Coming out of that workshop, what happened next? Was there momentum?

Kara:

My fellowship ended three weeks after the workshop and I went back to the private sector. But I remember feeling the momentum and thinking, “This is what’s next. This is the big thing we’re going to do.” Todd had said, “We’ve got a ton of people we have to talk to to make this happen.” Which is government 101 — there’s always a ton of people to talk to and get sign off from. They did roadshows, and I remember hearing stories of people working in the background to advance the idea: Casey Burns doing hiring hacking; Vivian talking to stakeholders and key partners; and Matt Collier over at the Office of Personnel Management (OPM) to figure out how to get all these people in. 

Then in May 2013, everything slowed down. It became about getting through all the traps. At that point, we heard that 18F was on a parallel track, and that’s when the back channel conversations started happening: “What’s the difference? Why are we building two things that are both aiming to make government better through technology?” You couldn’t get a straight answer from anybody. It was just, “Well, they’re going to do their thing. We’re going to do our thing.” 

Emily:

So that workshop happens, you go back to the private sector, there are initial conversations about you coming into this team. From there, what is your memory of USDS developing? And on a more personal level, what is your journey back into government like?

Kara:

18F launches in the spring of 2014, and then a few months later USDS. And people are asking, “What’s the difference?” Not that there can’t be two awesome bodies of delivery in government, but it’s such a classic government thing that it went down this way. At the end of the day, I was proud to see the work continuing of bringing technologists to government to serve their country.
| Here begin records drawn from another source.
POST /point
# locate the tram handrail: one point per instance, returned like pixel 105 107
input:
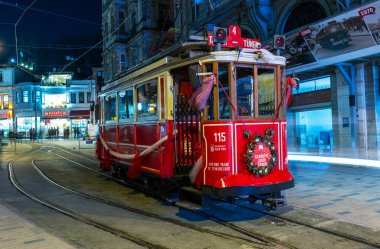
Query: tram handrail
pixel 132 156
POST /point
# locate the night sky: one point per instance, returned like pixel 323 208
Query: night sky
pixel 49 26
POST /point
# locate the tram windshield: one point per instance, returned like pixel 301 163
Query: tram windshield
pixel 250 88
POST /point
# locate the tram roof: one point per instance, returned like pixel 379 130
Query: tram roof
pixel 172 59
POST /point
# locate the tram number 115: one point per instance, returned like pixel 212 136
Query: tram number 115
pixel 220 136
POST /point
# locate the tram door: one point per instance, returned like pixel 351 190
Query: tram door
pixel 187 123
As for my journey back to government, the thing I missed most when I left in 2013 was we had the opportunity to make impact at scale. It was so exhilarating to help at the country level.

In December of 2014, I saw Todd Park at the Lean Startup Conference in San Francisco when he, Hillary Hartley, Haley Van Dyck, and Mikey Dickerson gave a keynote about using tech to make the lives of everyday Americans better. And I could not have been more proud, because two years earlier, I showed up at the White House with 17 other PIFs thinking, “If we can get this right, it would be cool to see it continue and get even better.” Two years later, they’re on stage talking to the world about everything that’s grown out of that little experiment.

Afterward, Todd pulls me aside and says, “We need you back in government.” And you don’t say no to Todd Park. I talked to both 18F and USDS, and ultimately accepted a role as Deputy Director of the Consulting Team at 18F. I later became the first Senior Advisor to Aaron Snow, the head of 18F.

Then at the State of the Union in 2016, President Obama announced the Cancer Moonshot. He said, “We’re going to be the country that cures cancer.” Four weeks later, I was in the Office of the Vice President as Director of User Experience. And that’s how I finished out the administration.

Emily:

What a journey. 

Kara:

Working on Cancer Moonshot was the honor of my lifetime. For the Biden-Harris administration, I was on the Transition Team and then came back in to work for President Biden again. And this last time, I came in through USDS. Full circle moment.

Emily:

Kara, last question: Is there anything you’re especially proud of?

Kara:

More often than not, as chief of staff or senior advisor, I’m the person who ensures the org is healthy and runs well. My thing’s always been the work about the work. But at USDS, I got to dig in and work on launches, too, and there’s a special excitement there when you’re delivering directly to the American people in truly meaningful ways. Like the child tax credit on July 15, 2021 where I wake up to dozens of texts from family and friends saying, “There’s money in my account. Did you have something to do with this?” I’ll never forget the story of Alexis in Philadelphia, who used some of the money to take her kids to the Philadelphia Zoo for the first time.

And that’s the whole point: It’s about doing the right thing for the people who need it most. And to me, that extends beyond our work and beyond our paychecks. It’s about us being good humans to each other. 

Emily:

Kara, thank you so much for your time.